Он налил вина нам и себе, выпил, погладил ладонями свою широкую грудь и продолжал, обращаясь больше ко мне, чем к студенту:
«Это было летом 187… года, вскоре после войны и по окончании мною курса. Я поехал на Кавказ и остановился проездом дней на пять в приморском городе N. Надо вам сказать, что в этом городе я родился и вырос, а потому нет ничего мудреного, что N. казался мне необыкновенно уютным, теплым и красивым, хотя столичному человеку живется в нем так же скучно и неуютно, как в любой Чухломе или Кашире. С грустью прошелся я мимо гимназии, в которой учился, с грустью погулял по очень знакомому городскому саду, сделал грустную попытку посмотреть поближе людей, которых давно не видел, но помнил… Всё с грустью…
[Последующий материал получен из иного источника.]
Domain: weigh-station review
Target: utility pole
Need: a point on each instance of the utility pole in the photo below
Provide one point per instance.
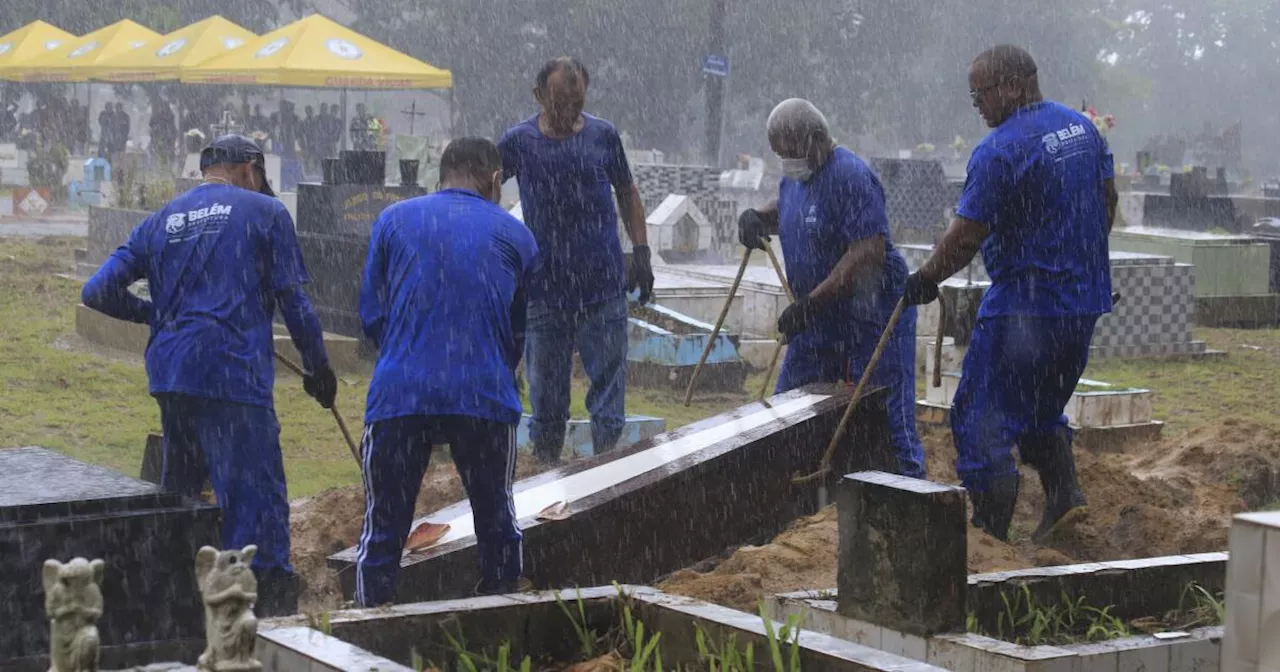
(716, 82)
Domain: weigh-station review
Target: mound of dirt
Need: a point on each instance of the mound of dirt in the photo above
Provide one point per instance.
(804, 557)
(1169, 497)
(330, 521)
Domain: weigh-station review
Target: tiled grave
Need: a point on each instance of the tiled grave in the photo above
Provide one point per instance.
(684, 496)
(1152, 319)
(56, 507)
(1225, 265)
(534, 625)
(1252, 639)
(917, 197)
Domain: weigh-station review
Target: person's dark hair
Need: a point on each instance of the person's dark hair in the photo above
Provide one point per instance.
(570, 65)
(1009, 62)
(472, 156)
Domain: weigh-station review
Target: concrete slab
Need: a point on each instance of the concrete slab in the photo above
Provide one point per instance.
(56, 507)
(638, 513)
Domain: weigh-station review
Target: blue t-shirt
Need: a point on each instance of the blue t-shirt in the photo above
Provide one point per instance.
(1037, 182)
(566, 201)
(442, 297)
(214, 259)
(841, 204)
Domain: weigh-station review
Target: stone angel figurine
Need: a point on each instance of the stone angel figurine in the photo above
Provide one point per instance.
(229, 590)
(73, 602)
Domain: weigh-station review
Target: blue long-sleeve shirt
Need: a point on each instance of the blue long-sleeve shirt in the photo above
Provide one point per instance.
(443, 297)
(216, 260)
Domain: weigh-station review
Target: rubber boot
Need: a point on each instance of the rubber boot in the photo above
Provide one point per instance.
(993, 510)
(277, 594)
(1064, 501)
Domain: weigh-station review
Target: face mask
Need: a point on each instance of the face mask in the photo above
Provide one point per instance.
(796, 169)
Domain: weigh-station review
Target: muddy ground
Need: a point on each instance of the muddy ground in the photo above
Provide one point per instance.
(1174, 496)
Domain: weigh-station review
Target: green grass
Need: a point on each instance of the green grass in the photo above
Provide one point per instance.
(97, 410)
(1192, 393)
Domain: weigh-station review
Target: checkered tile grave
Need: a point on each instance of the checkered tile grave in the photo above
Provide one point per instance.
(917, 197)
(1153, 316)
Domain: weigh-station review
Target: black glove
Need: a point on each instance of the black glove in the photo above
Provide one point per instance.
(919, 291)
(321, 385)
(796, 318)
(752, 229)
(640, 274)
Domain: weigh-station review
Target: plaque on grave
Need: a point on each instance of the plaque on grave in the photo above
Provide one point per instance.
(56, 507)
(334, 223)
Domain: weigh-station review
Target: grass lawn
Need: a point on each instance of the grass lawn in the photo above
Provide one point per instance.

Между прочим, в один из вечеров поехал я в так называемый Карантин. Это небольшая, плешивая рощица, в которой когда-то в забытое чумное время в самом деле был карантин, теперь же живут дачники. Ехать к ней приходится от города четыре версты по хорошей мягкой дороге. Едешь и видишь: налево голубое море, направо бесконечную хмурую степь; дышится легко и глазам не тесно. Сама рощица расположена на берегу моря. Отпустив своего извозчика, я вошел в знакомые ворота и первым делом направился по аллее к небольшой каменной беседке, которую любил в детстве. По моему мнению, эта круглая, тяжелая беседка на неуклюжих колоннах, соединявшая в себе лиризм старого могильного памятника с топорностью Собакевича, была самым поэтическим уголком во всем городе. Она стояла на краю берега, над самой кручей, и с нее отлично было видно море.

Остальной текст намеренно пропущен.